Re: CopyReadLineText optimization

From: Greg Smith <gsmith(at)gregsmith(dot)com>
To: Heikki Linnakangas <heikki(at)enterprisedb(dot)com>
Cc: Andrew Dunstan <andrew(at)dunslane(dot)net>, pgsql-patches(at)postgresql(dot)org
Subject: Re: CopyReadLineText optimization
Date: 2008-03-06 20:29:18
Message-ID: Pine.GSO.4.64.0803061510370.380@westnet.com
Views: Raw Message | Whole Thread | Download mbox | Resend email
Thread:
Lists: pgsql-hackers pgsql-patches

On Thu, 6 Mar 2008, Heikki Linnakangas wrote:

> At the most conservative end, we could fall back to the current method
> on the first escape, quote or backslash character.
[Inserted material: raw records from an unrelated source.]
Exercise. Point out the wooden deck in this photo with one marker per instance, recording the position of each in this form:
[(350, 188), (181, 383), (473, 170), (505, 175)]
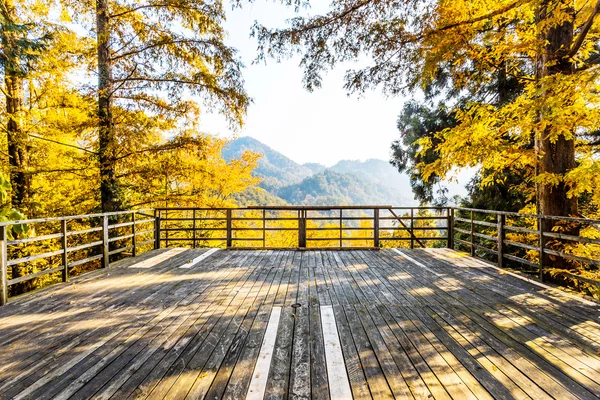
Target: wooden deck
[(300, 324)]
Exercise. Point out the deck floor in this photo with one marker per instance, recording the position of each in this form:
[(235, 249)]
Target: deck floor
[(419, 323)]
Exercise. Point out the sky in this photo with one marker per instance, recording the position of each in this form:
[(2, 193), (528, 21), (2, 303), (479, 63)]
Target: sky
[(324, 126)]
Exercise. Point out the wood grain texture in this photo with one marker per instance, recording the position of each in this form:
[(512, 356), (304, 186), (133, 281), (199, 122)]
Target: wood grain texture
[(423, 324)]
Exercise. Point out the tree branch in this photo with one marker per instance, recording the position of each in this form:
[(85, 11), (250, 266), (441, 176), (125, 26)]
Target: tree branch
[(584, 31)]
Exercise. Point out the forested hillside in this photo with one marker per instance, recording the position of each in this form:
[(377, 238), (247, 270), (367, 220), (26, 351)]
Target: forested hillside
[(347, 182), (330, 187), (274, 169)]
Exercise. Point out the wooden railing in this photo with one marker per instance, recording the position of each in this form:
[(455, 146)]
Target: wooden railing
[(522, 241), (39, 252), (54, 248), (303, 227)]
I would just count the number of escaped/quote characters on each line,
and then at the end of the line switch modes between the current code on
the new version based on what the previous line looked like. That way the
only additional overhead is a small bit only when escapes show up often,
plus a touch more just once per line. Barely noticable in the case where
nothing is escaped, very small regression for escape-heavy stuff but
certainly better than the drop you reported in the last rev of this patch.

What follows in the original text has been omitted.